Like I said, Ezra was a prick. He was such an abusive, wrong-headed jerk that whole chunks elsewhere in scripture go out of their way to repudiate his ideology and behavior. That’s why Ruth is in the canon. It’s why Ruth is in every story of David and why Ruth is in the genealogies of Jesus in the Gospels. Oh, and pretty much everything the Gospels and Acts have to say about Samaritans.

I realize that for many of my evangelical friends this — Ruth vs. Ezra — is a terrifying, headsploding matter. They can’t look at it — can’t allow themselves even to peek at it. But you can’t read both the book of Ruth and the book of Ezra and not see that what you’ve got there is a direct, explicit, intentional conflict. It’s Ruth vs. Ezra. Pick one side or the other, you can’t have both.

And, by the way, there’s a right answer and a wrong answer here. I mean, you can sign up for Team Ezra if you really want to insist that David and Jesus are polluted and tainted by the uncleanness of a Moabite garbage-person, but the idea that the anointed king’s great-grandmother should have been deported and his grandfather abandoned as an infant isn’t something you’re going to find much support for in the rest of the canon.

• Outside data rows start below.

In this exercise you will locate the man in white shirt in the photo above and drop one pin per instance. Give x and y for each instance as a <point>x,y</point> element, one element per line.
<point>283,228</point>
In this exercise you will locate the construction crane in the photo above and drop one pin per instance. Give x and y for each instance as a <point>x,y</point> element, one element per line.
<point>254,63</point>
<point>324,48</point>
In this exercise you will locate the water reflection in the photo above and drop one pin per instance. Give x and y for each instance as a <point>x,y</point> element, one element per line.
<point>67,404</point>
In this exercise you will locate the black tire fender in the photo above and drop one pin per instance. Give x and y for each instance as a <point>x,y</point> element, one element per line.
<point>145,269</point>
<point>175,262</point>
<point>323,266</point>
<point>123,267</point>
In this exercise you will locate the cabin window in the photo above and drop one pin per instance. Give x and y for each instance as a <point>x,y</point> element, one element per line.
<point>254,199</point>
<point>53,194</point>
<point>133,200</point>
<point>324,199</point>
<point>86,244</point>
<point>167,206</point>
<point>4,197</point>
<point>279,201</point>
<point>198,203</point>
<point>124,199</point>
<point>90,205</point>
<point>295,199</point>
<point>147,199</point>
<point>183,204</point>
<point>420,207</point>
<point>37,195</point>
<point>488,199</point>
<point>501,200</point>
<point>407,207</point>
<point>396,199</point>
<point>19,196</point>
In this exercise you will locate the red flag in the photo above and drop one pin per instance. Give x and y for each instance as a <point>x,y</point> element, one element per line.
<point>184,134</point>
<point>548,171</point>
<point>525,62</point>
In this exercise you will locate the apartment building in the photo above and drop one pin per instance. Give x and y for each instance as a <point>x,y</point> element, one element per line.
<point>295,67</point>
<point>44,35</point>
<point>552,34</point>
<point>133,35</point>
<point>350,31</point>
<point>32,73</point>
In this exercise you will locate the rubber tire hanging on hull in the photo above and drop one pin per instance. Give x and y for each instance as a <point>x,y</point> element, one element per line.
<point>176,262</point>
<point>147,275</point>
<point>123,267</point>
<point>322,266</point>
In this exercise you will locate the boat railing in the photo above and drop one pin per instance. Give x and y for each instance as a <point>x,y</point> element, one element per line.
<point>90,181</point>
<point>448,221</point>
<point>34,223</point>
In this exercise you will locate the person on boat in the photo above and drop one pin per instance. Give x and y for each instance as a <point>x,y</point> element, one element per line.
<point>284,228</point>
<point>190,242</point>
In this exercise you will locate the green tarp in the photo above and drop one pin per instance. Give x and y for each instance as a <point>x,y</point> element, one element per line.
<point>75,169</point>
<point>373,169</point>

In the unlikely event that I were ever invited to be a guest preacher at First Baptist Church in Dallas — W.A. Criswell’s church, a vanguard congregation in the white backlash against the Civil Rights Movement and for generations an epicenter of Team Ezra white Christianity — then I might very well choose as my text the genealogy of Ruth 4:18-22.

But I rather doubt that Patterson is going to preach anything like the sermon I have in mind.